Study limitations included a single institution cohort and inherent bias due to retrospective study design. A number of patients were excluded for various reasons, which may have biased our results. Other potential predictive factors, such as radiologic characteristics and number of specimens obtained per core biopsy were not evaluated.

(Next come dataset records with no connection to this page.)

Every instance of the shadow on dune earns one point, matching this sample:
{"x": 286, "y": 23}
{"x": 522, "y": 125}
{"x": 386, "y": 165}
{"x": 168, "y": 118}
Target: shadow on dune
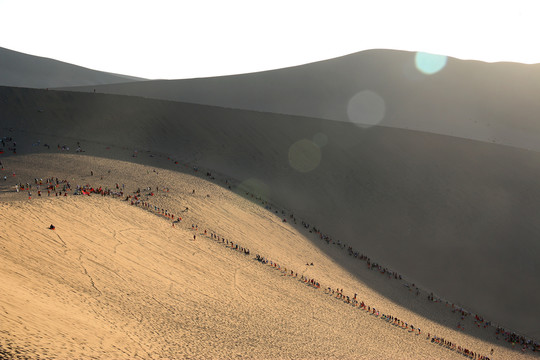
{"x": 455, "y": 216}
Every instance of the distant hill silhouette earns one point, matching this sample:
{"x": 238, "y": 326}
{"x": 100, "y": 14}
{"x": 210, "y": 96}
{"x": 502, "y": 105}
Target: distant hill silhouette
{"x": 492, "y": 102}
{"x": 456, "y": 216}
{"x": 23, "y": 70}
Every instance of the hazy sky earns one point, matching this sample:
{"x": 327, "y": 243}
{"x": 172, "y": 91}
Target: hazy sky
{"x": 198, "y": 38}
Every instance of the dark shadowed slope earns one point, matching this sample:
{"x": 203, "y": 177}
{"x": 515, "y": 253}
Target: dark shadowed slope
{"x": 475, "y": 100}
{"x": 23, "y": 70}
{"x": 459, "y": 217}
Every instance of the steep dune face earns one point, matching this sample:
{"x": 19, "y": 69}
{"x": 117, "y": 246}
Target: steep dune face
{"x": 116, "y": 281}
{"x": 23, "y": 70}
{"x": 457, "y": 217}
{"x": 469, "y": 99}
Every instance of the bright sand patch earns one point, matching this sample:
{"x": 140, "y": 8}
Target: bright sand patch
{"x": 116, "y": 281}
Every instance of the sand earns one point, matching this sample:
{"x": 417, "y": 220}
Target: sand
{"x": 456, "y": 217}
{"x": 18, "y": 69}
{"x": 491, "y": 102}
{"x": 118, "y": 281}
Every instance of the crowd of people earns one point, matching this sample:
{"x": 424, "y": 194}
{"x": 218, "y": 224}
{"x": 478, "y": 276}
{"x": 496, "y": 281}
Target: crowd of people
{"x": 140, "y": 198}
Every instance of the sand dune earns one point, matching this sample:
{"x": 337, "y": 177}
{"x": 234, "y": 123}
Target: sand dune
{"x": 470, "y": 99}
{"x": 455, "y": 216}
{"x": 116, "y": 281}
{"x": 23, "y": 70}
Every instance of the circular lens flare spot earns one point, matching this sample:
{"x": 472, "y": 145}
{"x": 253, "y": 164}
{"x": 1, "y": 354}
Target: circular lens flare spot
{"x": 320, "y": 139}
{"x": 366, "y": 108}
{"x": 429, "y": 64}
{"x": 304, "y": 155}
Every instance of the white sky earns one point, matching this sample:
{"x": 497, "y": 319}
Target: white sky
{"x": 199, "y": 38}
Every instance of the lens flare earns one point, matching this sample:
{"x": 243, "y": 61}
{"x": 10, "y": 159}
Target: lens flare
{"x": 320, "y": 139}
{"x": 429, "y": 64}
{"x": 366, "y": 108}
{"x": 304, "y": 155}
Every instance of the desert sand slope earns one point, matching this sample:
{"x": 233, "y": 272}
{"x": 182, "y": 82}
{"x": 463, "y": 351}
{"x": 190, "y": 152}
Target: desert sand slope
{"x": 457, "y": 217}
{"x": 115, "y": 281}
{"x": 475, "y": 100}
{"x": 18, "y": 69}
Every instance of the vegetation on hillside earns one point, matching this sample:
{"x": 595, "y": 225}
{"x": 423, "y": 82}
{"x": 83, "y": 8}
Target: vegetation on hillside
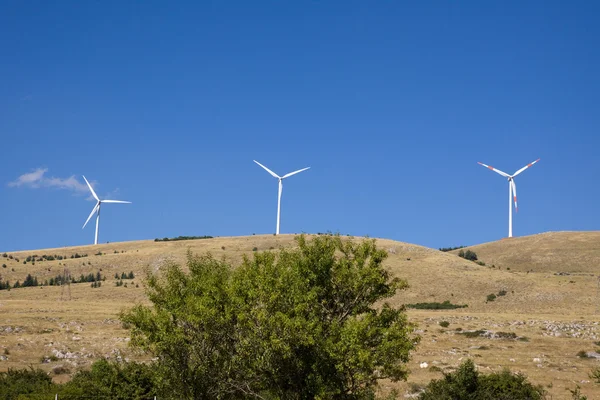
{"x": 468, "y": 255}
{"x": 446, "y": 305}
{"x": 181, "y": 238}
{"x": 299, "y": 324}
{"x": 446, "y": 249}
{"x": 468, "y": 384}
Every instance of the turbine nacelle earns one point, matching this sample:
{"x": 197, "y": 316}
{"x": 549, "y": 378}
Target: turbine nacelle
{"x": 512, "y": 189}
{"x": 280, "y": 178}
{"x": 96, "y": 209}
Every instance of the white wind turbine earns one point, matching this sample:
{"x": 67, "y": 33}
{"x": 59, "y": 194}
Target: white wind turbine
{"x": 281, "y": 178}
{"x": 96, "y": 209}
{"x": 512, "y": 190}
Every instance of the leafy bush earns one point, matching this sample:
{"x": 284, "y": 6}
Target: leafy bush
{"x": 17, "y": 383}
{"x": 470, "y": 255}
{"x": 112, "y": 380}
{"x": 182, "y": 238}
{"x": 446, "y": 305}
{"x": 466, "y": 383}
{"x": 303, "y": 323}
{"x": 446, "y": 249}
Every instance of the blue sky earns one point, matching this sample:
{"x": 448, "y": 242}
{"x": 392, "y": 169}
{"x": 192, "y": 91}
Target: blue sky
{"x": 390, "y": 103}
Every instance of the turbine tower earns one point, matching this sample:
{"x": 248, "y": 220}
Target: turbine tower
{"x": 96, "y": 209}
{"x": 281, "y": 178}
{"x": 512, "y": 190}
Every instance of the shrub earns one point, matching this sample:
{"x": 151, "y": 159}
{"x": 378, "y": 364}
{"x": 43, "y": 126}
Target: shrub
{"x": 112, "y": 380}
{"x": 582, "y": 354}
{"x": 20, "y": 383}
{"x": 445, "y": 249}
{"x": 467, "y": 383}
{"x": 304, "y": 323}
{"x": 446, "y": 305}
{"x": 470, "y": 255}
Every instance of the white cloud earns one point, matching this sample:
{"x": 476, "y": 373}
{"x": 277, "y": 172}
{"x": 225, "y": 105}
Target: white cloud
{"x": 37, "y": 179}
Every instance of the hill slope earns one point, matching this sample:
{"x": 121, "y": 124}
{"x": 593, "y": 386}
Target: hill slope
{"x": 573, "y": 252}
{"x": 44, "y": 326}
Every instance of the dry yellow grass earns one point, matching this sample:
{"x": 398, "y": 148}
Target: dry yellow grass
{"x": 555, "y": 313}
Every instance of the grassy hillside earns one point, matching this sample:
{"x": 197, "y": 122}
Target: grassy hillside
{"x": 572, "y": 252}
{"x": 537, "y": 326}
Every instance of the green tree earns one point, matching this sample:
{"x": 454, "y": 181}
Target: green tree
{"x": 298, "y": 324}
{"x": 111, "y": 380}
{"x": 467, "y": 384}
{"x": 22, "y": 382}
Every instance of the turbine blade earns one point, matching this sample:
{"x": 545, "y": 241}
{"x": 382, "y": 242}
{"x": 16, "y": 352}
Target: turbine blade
{"x": 514, "y": 187}
{"x": 294, "y": 173}
{"x": 504, "y": 174}
{"x": 267, "y": 169}
{"x": 92, "y": 213}
{"x": 525, "y": 167}
{"x": 91, "y": 190}
{"x": 116, "y": 201}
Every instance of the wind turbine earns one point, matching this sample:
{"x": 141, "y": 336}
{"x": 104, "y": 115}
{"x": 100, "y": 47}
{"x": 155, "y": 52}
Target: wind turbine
{"x": 512, "y": 190}
{"x": 96, "y": 209}
{"x": 281, "y": 178}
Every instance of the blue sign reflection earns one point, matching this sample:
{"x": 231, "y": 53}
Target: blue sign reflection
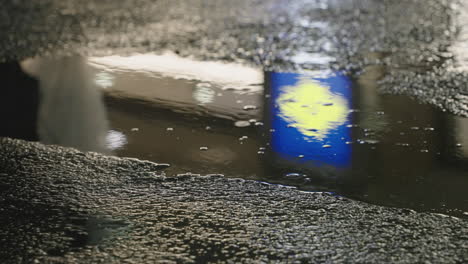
{"x": 311, "y": 117}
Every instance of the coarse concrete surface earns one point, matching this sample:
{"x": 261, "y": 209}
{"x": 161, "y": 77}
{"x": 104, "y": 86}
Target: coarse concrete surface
{"x": 59, "y": 205}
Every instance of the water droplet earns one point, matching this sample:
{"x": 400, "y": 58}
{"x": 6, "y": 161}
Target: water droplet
{"x": 249, "y": 107}
{"x": 242, "y": 123}
{"x": 203, "y": 85}
{"x": 371, "y": 141}
{"x": 293, "y": 175}
{"x": 402, "y": 144}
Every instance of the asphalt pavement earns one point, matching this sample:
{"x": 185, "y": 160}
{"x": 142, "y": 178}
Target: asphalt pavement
{"x": 59, "y": 205}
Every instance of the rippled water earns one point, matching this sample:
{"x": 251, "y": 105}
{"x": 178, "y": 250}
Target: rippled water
{"x": 317, "y": 131}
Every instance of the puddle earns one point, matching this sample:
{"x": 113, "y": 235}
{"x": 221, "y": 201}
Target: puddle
{"x": 321, "y": 131}
{"x": 317, "y": 131}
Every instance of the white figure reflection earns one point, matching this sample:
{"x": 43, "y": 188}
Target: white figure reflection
{"x": 71, "y": 111}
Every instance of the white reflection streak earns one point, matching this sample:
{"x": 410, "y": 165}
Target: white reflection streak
{"x": 171, "y": 65}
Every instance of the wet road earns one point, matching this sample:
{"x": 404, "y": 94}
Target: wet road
{"x": 60, "y": 205}
{"x": 68, "y": 207}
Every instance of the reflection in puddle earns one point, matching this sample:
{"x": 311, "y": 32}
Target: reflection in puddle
{"x": 325, "y": 131}
{"x": 310, "y": 117}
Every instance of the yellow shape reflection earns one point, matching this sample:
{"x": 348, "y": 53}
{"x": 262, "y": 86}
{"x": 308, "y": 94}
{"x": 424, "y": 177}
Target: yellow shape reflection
{"x": 312, "y": 108}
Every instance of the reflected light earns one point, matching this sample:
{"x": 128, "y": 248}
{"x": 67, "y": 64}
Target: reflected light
{"x": 312, "y": 108}
{"x": 309, "y": 118}
{"x": 203, "y": 94}
{"x": 104, "y": 79}
{"x": 115, "y": 140}
{"x": 171, "y": 65}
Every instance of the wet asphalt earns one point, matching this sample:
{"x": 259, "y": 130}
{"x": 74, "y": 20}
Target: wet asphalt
{"x": 63, "y": 206}
{"x": 59, "y": 205}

The rate of identifying RS by core biopsy increased with DBT imaging compared to the rate with standard digital mammographic imaging, but the rates of identifying malignant neoplasm and high-risk lesions were not statistically different. Because our results showed that nearly one in five patients with radial scars by core biopsy with DBT imaging had a high-risk lesion confirmed surgically, we advocate that follow-up care should be commensurate with current guidelines and include discussion of chemoprevention. In our practice, we support excisional biopsy in the setting of RS identified by core biopsy.

Conclusion

Although the likelihood of identifying radial scars diagnosed by core biopsy has increased since the introduction of DBT imaging, the rates of identifying malignant neoplasms or high-risk lesions have remained stable. Given an upgrade rate to high-risk lesions of 22%, excisional biopsy of RS should be considered as these patients may benefit from chemoprevention and additional surveillance.